In all fairness, the festival always has much to offer for those willing and able to resist the spotlight: The documentaries remain a safe haven (see Rob Nelson's report). World Cinema is more hit than miss (highlights included Chinese director Zhang Yuan's unremitting relationship hellride I Love You and Karim Aïnouz's feverish biopic of Brazilian cabaret genderfucker Madame Sata). And it was gratifying to see Sundance find room for the lyrical agitprop of Travis Wilkerson's Butte, Montana, history An Injury to One (even if it was consigned to the experimental "Frontier" section, emaciated almost to the point of non-existence).

But this year, the heavyweight premieres and the Dramatic Competition, where the buzz trails invariably begin and end, blurred into a ruinously overgrazed wasteland. (As usual, pinning blame is a fool's game: The programmers are presumably doing their best with what's out there, but "what's out there" is on some level an anticipation of programming tastes.) While the median range hovered just below mediocre, the grinding predictability only added to the unsettling impression that underneath it all, something had been perfected, or at any rate, mechanized—now you know why the affiliated development workshop is called the Sundance lab.

Film festivals are highly abnormal environments, and their reality-straining conditions of sleep deficiency and sensory overstimulation are further confounded at Park City by a steady slippage of standards—everyone wants so badly to find something to talk about, to write about, to buy. (Insofar as one's capacity to like is a measure of one's desire for security, Sundance ovations are analogous to presidential approval ratings.) The catalog copy, seemingly produced by a mood-enhanced random word generator, eggs on the indiscriminate embrace. How to choose between the "numinous experience that continues to linger in deep places of the heart" and the "outstanding accomplishment that reminds us why we love film"? It's no wonder that Sundance fosters paranoid mistrust: The L.A. Times reported that, based on the disappointing box office of last year's crowd favorite Tadpole, buyers were no longer trusting audience reactions. Can the critic even trust his own crankiness? After all, are one's frustration, sadness, and anger at least in part a reaction to the context of overreaction?

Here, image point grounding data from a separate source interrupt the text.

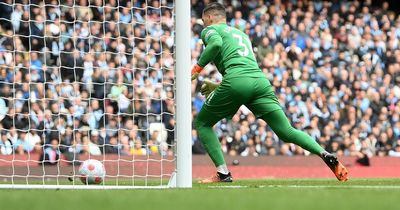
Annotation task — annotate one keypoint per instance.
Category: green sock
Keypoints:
(279, 123)
(211, 144)
(209, 139)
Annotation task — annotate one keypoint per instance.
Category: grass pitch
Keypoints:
(296, 194)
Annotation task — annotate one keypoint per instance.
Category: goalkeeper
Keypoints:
(243, 84)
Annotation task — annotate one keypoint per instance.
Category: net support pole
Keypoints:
(183, 94)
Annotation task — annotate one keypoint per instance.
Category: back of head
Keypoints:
(215, 9)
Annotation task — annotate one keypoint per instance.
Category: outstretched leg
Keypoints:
(279, 123)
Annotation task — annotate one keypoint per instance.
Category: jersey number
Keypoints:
(245, 51)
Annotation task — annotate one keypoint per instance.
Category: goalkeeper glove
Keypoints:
(208, 87)
(196, 71)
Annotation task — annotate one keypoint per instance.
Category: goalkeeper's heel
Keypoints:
(336, 167)
(218, 177)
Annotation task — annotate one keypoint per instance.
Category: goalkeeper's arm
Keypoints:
(213, 42)
(208, 87)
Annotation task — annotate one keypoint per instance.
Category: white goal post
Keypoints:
(97, 79)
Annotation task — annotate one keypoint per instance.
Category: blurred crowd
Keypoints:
(335, 67)
(90, 77)
(97, 76)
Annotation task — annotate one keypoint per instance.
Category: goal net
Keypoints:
(87, 80)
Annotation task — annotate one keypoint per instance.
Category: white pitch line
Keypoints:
(313, 186)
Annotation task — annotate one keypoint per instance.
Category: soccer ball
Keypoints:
(92, 172)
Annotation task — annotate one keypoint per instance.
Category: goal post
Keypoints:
(105, 80)
(183, 94)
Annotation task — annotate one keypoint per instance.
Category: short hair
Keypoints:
(215, 8)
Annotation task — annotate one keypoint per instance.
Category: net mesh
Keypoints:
(87, 80)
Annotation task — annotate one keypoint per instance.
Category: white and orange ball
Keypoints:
(92, 172)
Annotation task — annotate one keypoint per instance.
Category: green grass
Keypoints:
(267, 194)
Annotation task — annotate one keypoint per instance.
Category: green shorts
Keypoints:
(255, 93)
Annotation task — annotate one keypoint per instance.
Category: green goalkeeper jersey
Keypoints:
(230, 50)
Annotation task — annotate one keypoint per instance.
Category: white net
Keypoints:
(87, 80)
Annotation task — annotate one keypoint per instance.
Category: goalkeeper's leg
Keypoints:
(279, 123)
(219, 104)
(204, 125)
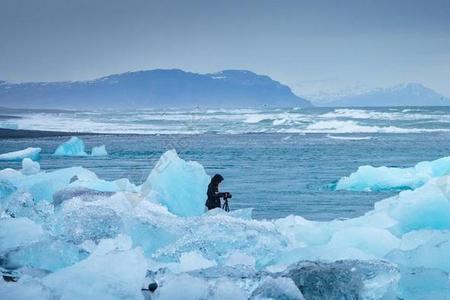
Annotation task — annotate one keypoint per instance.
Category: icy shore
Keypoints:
(67, 234)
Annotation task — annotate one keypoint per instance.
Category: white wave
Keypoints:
(336, 126)
(350, 138)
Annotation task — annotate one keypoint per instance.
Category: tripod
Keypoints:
(225, 206)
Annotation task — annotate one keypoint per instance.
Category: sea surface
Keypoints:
(278, 161)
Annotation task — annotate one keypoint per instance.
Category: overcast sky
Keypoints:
(312, 46)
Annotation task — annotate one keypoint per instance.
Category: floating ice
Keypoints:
(177, 184)
(18, 232)
(277, 288)
(68, 234)
(73, 147)
(99, 151)
(32, 153)
(368, 178)
(113, 275)
(30, 167)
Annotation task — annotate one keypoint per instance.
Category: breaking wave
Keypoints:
(69, 234)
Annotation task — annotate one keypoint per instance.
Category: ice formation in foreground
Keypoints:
(67, 234)
(31, 153)
(73, 147)
(368, 178)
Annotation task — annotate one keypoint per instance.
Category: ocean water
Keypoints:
(279, 162)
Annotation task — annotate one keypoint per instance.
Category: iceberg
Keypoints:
(99, 151)
(177, 184)
(30, 167)
(30, 152)
(68, 234)
(368, 178)
(73, 147)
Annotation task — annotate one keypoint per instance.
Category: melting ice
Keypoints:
(67, 234)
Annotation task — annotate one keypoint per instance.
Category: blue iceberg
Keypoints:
(30, 152)
(368, 178)
(99, 151)
(73, 147)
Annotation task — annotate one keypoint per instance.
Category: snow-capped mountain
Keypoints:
(154, 89)
(408, 94)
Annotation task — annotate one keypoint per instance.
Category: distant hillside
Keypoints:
(410, 94)
(154, 89)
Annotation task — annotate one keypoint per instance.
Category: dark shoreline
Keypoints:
(22, 133)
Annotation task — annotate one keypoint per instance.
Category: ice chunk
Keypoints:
(31, 153)
(427, 207)
(18, 232)
(30, 167)
(177, 184)
(25, 288)
(368, 178)
(238, 258)
(193, 288)
(73, 147)
(194, 260)
(114, 275)
(347, 279)
(277, 288)
(89, 223)
(99, 151)
(6, 189)
(83, 193)
(49, 255)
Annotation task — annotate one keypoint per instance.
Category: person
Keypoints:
(213, 193)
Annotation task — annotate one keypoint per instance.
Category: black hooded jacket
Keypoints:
(213, 194)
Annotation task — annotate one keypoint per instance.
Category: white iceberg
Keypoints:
(368, 178)
(99, 151)
(73, 147)
(177, 184)
(30, 167)
(30, 152)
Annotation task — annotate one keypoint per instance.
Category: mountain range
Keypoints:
(408, 94)
(154, 89)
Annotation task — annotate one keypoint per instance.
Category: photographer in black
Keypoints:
(214, 195)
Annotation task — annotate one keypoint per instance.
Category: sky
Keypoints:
(316, 47)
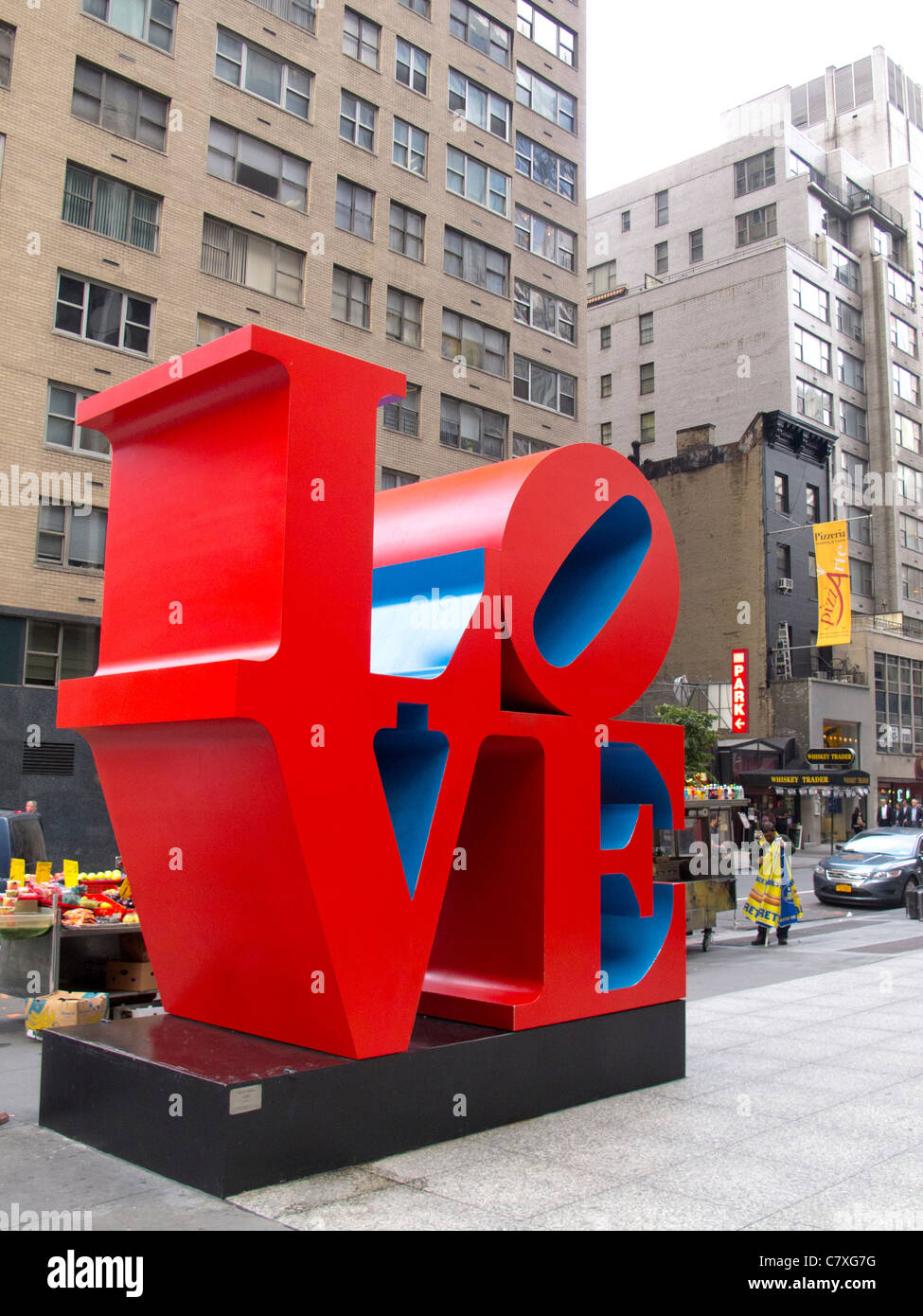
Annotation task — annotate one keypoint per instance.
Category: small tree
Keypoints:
(700, 738)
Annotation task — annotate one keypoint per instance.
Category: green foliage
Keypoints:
(700, 738)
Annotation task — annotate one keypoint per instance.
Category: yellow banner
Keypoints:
(832, 557)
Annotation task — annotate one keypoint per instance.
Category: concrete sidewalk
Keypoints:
(799, 1111)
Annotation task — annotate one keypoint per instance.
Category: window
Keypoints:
(408, 148)
(475, 262)
(835, 226)
(856, 479)
(354, 209)
(851, 370)
(849, 320)
(148, 20)
(906, 384)
(545, 312)
(352, 297)
(479, 105)
(7, 34)
(357, 121)
(882, 242)
(545, 98)
(544, 387)
(903, 336)
(845, 272)
(481, 347)
(404, 317)
(111, 208)
(545, 168)
(406, 230)
(253, 164)
(910, 486)
(754, 172)
(546, 32)
(303, 13)
(811, 350)
(852, 421)
(899, 287)
(397, 479)
(524, 446)
(908, 434)
(600, 277)
(118, 105)
(361, 39)
(912, 533)
(781, 493)
(411, 66)
(808, 296)
(756, 225)
(103, 314)
(404, 415)
(250, 259)
(814, 403)
(471, 429)
(56, 651)
(262, 74)
(70, 537)
(545, 240)
(61, 428)
(208, 329)
(477, 182)
(471, 26)
(860, 578)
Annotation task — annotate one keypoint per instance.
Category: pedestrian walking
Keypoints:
(773, 901)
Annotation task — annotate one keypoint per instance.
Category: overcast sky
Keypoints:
(663, 71)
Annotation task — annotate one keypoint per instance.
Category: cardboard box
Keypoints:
(130, 975)
(66, 1009)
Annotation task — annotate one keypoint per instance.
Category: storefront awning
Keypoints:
(804, 776)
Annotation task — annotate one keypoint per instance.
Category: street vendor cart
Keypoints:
(701, 856)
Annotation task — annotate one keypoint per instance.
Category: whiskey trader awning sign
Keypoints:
(805, 776)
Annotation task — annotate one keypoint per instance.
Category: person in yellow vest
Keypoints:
(773, 901)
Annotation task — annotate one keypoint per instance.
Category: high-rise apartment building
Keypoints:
(781, 273)
(395, 179)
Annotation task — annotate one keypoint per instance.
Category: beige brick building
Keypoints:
(395, 179)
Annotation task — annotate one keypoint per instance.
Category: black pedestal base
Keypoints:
(224, 1111)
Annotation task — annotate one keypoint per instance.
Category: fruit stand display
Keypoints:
(74, 931)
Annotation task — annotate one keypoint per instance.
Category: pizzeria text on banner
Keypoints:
(832, 557)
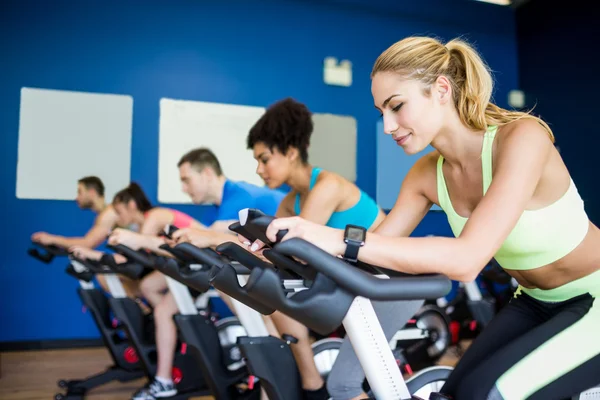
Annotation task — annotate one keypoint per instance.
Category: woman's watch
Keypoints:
(354, 237)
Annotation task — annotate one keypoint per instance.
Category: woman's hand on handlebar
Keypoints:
(256, 247)
(85, 253)
(329, 239)
(133, 240)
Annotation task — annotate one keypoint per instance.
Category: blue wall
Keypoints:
(242, 52)
(558, 76)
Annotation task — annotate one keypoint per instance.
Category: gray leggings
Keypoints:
(346, 378)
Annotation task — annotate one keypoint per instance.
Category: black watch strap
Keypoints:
(351, 253)
(354, 237)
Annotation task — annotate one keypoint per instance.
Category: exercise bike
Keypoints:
(267, 358)
(360, 321)
(139, 329)
(126, 366)
(419, 344)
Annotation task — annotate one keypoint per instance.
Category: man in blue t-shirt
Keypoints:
(203, 180)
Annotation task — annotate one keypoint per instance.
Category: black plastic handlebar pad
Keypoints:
(131, 269)
(255, 226)
(225, 278)
(202, 256)
(196, 279)
(49, 252)
(360, 283)
(140, 257)
(288, 268)
(244, 257)
(322, 307)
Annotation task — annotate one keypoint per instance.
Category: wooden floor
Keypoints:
(33, 375)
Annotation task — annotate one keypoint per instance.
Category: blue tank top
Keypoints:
(363, 213)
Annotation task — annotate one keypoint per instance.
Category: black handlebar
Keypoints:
(257, 227)
(204, 256)
(49, 253)
(360, 283)
(244, 257)
(139, 257)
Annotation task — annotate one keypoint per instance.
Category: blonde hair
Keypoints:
(425, 59)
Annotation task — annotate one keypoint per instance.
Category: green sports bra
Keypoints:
(540, 237)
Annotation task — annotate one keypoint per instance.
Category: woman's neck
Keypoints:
(139, 218)
(299, 179)
(459, 145)
(99, 205)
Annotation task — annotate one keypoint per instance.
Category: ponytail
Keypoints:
(425, 59)
(134, 192)
(473, 86)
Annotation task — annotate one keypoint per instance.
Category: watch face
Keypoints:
(355, 234)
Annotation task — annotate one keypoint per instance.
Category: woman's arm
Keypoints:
(521, 156)
(412, 203)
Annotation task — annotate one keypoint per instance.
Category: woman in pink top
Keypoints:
(134, 208)
(135, 211)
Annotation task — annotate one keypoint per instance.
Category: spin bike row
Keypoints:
(228, 358)
(320, 291)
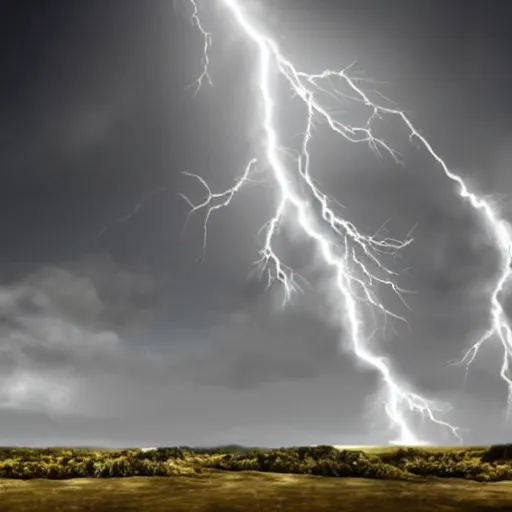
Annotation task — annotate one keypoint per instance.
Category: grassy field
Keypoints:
(298, 479)
(251, 491)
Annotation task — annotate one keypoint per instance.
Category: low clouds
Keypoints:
(61, 328)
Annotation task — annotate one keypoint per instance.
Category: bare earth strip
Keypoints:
(251, 491)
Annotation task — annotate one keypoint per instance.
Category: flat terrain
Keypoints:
(251, 491)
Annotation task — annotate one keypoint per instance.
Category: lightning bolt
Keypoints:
(352, 257)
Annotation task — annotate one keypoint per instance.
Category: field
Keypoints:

At least the prizes made sense. It can't have been hard for the jury (which included David O. Russell and Steve Buscemi) to agree on the Dramatic Competition's one unambiguous high point: Shari Springer Berman and Robert Pulcini's supple, superbly acted Harvey Pekar biopic, American Splendor. The directors, whose backgrounds lie exclusively in documentaries, fold in interviews with the real-life Pekars while Harvey himself grumpily narrates. Paul Giamatti's uncanny impersonation of the Cleveland file clerk, comic-book cult hero, and miserablist chronicler of the everyday dovetails beautifully with Hope Davis, balancing astringency and compassion as Joyce Brabner (Mrs. Pekar), and the droll perfection of James Urbaniak's Robert Crumb. Although the deconstructionist toggling between acted and real gets gimmicky fast (and that live-action/comic-strip trick is at least as old as that a-ha video), the deserving Grand Prize winner by and large upholds the comix-cinema standards of Crumb and Ghost World. In ugly contrast, Fenton Bailey and Randy Barbato's Party Monster, another pomo-bio attempt by nonfiction directors, is an insipid account of New York club kid Michael Alig's delusionary downward spiral—the film smashes the fourth wall only to have the roof collapse, crushing (among other things) the comeback hopes of a madly mincing Macaulay Culkin.